Но руку — нет, простите, не подам.
Пусть нас рассудит время и потомство
С убийцами я не веду знакомства.

— Следующее!

Когда война легла,
Как мгла,
Когда легла на век мой тенью,
Прилично опоздав,
И я пришел к высокому презренью.

— Следующее.

— «Эй, человек!..»
И человек летит со счетом.
И человеку платит этот век
С широкой щедростью из пулемета.

— Следующее.

— Неужели?

— Всенепременно.

— И в этот мрак
Живи!
Живи, дурак.

— Следующее.

— Есть!

Последнее. Я ставлю душу. Ну!
Тасуй-ка и сдавай, насмешливый партнер.
Так… Потяну… Еще… Еще одну…
Довольно. Хватит. Перебор.
Черт побери, какое невезенье!
Я рву и комкаю крапленые листы.
Вот так игралось и продулось ты,
Мое шизофреническое поколенье.

— Следующее.

Читаю:

Мир в затемненьи.
Черное в окне.
И жизнь моя напоминает мне
Обед, что получаю по талону.
Из милости дарованный обед.
К нему, признаюсь, вкуса нет.

— Следующее.

— «Понять — простить…» Но я не внемлю.
Бог не дал мне тишайших сил.
Я понял все. И не простил
Мою запятнанную землю.
Так не простил бы я жену,
Мне изменившую однажды.
Так не прощаю я войну
С ее неукротимой жаждой.

— Следующее.

— Не хватит ли?

— Читай и не разговаривай.

— Вот эти горькие слова:
Живут писатели в гостинице «Москва»,
Окружены официанской службой,
Любовью без любви и дружбою без дружбы.
А чтоб витать под облаками,
Закусывают водку балыками.

— Следующее, — приказывает величайший из стихолюбов.

А ну — со смертью будем храбры!
Ведь все равно возьмет за жабры.

После чего он вытащил из наружного кармана пиджака вечное перо, а из внутреннего — записную книжку в темно-синем переплете, перепоясанную резинкой.

— Диктуй.

— Все? Подряд?

— Конечно.

Я повиновался.

Он снял резинку, старательно записал стихи и сказал:

— Стало быть: «А ну — со смертью будем храбры…». Что ж, попробуем.

— Что попробуем?

— Да вот… быть храбрым с ней.

— Не дури, Вася.

Опять перепоясав резинкой книжку, он бережно ее спрятал.

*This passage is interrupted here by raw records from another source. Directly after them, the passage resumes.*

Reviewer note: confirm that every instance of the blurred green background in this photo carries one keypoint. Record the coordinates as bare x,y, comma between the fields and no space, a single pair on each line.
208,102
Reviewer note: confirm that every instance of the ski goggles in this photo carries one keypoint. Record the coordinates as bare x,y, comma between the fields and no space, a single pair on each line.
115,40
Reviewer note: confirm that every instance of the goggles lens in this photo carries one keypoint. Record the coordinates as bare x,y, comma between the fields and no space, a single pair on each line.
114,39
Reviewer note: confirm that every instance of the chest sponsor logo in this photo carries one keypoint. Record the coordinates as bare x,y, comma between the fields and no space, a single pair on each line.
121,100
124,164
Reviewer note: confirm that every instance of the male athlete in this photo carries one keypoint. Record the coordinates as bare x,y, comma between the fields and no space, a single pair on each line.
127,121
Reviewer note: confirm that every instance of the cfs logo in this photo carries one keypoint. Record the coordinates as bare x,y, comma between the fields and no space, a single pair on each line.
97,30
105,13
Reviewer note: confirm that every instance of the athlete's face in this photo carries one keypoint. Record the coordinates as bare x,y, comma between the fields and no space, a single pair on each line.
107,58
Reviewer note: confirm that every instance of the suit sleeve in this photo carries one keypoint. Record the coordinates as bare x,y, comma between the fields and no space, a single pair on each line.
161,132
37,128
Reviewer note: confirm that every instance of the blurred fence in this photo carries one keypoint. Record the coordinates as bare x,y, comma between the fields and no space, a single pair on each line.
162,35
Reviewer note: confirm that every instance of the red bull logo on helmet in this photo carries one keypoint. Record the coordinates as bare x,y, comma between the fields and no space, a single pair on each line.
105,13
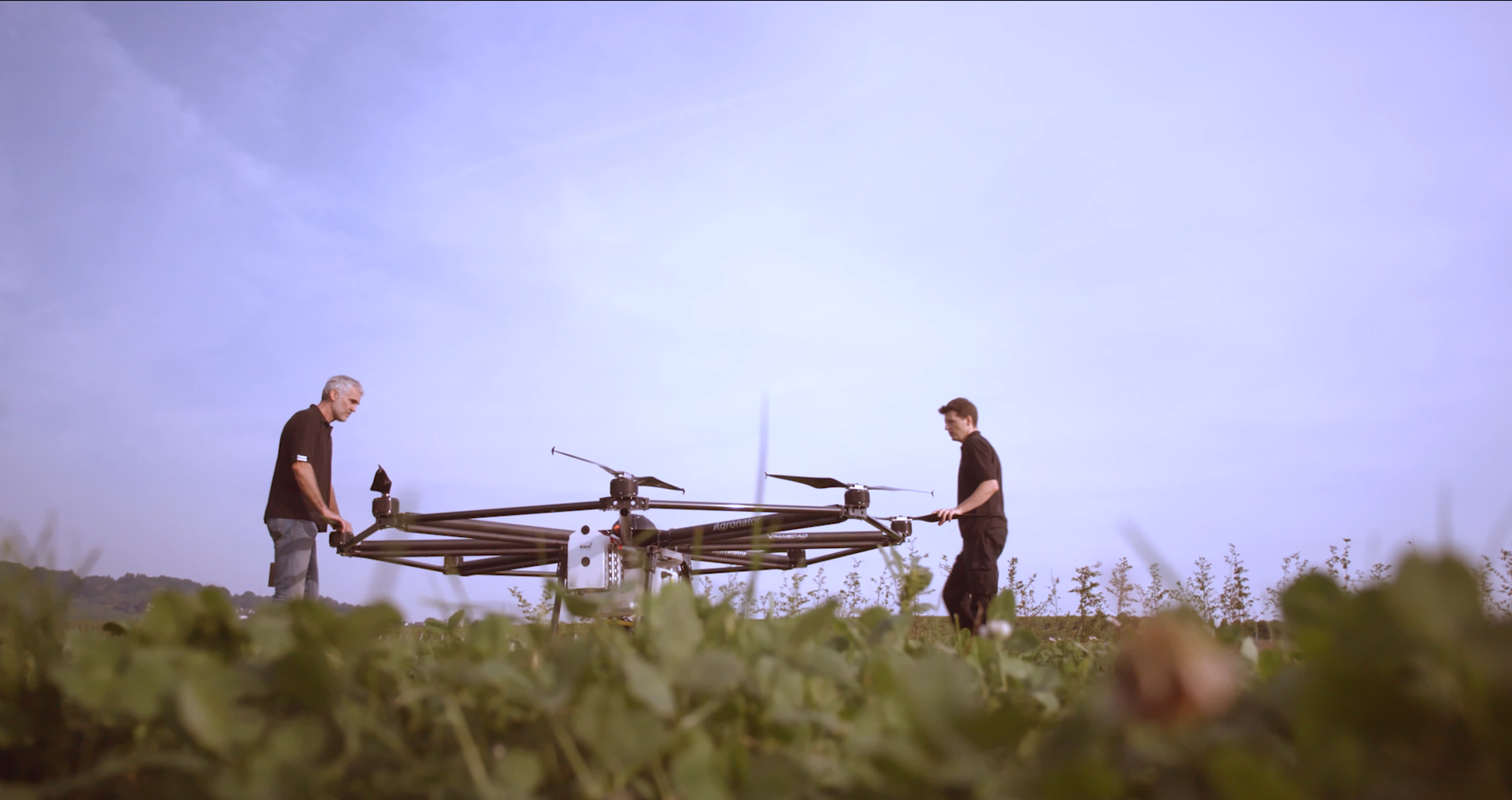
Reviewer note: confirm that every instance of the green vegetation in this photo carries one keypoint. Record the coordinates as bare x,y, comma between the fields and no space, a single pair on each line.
100,598
1398,688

— Представь, мой друг, я только сегодня узнал, что умер Шершеневич. Где-то у черта на куличках.

— В Барнауле, — подтвердил я. — Он туда эвакуировался из Москвы. Вместе с Камерным театром.

— Да. Таиров с Алисой его и похоронили.

— Почему «Таиров с Алисой»? Его хоронили все камерники.

Качалов повертел в пальцах вечное перо, как на сцене вертел карандаш, играя Ведущего в толстовском «Воскресении».

— Алиса сказала: «Бедный Дима ужасно не хотел умирать. Он очень любил жизнь».

— Да. Очень.

— Я тоже ее очень люблю, — тихо признался Качалов. — И тоже, вероятно, ужасно не захочу умирать.

Надо было чуть пошутить.

— А тебе, Вася, и не придется. Ты уже бессмертен.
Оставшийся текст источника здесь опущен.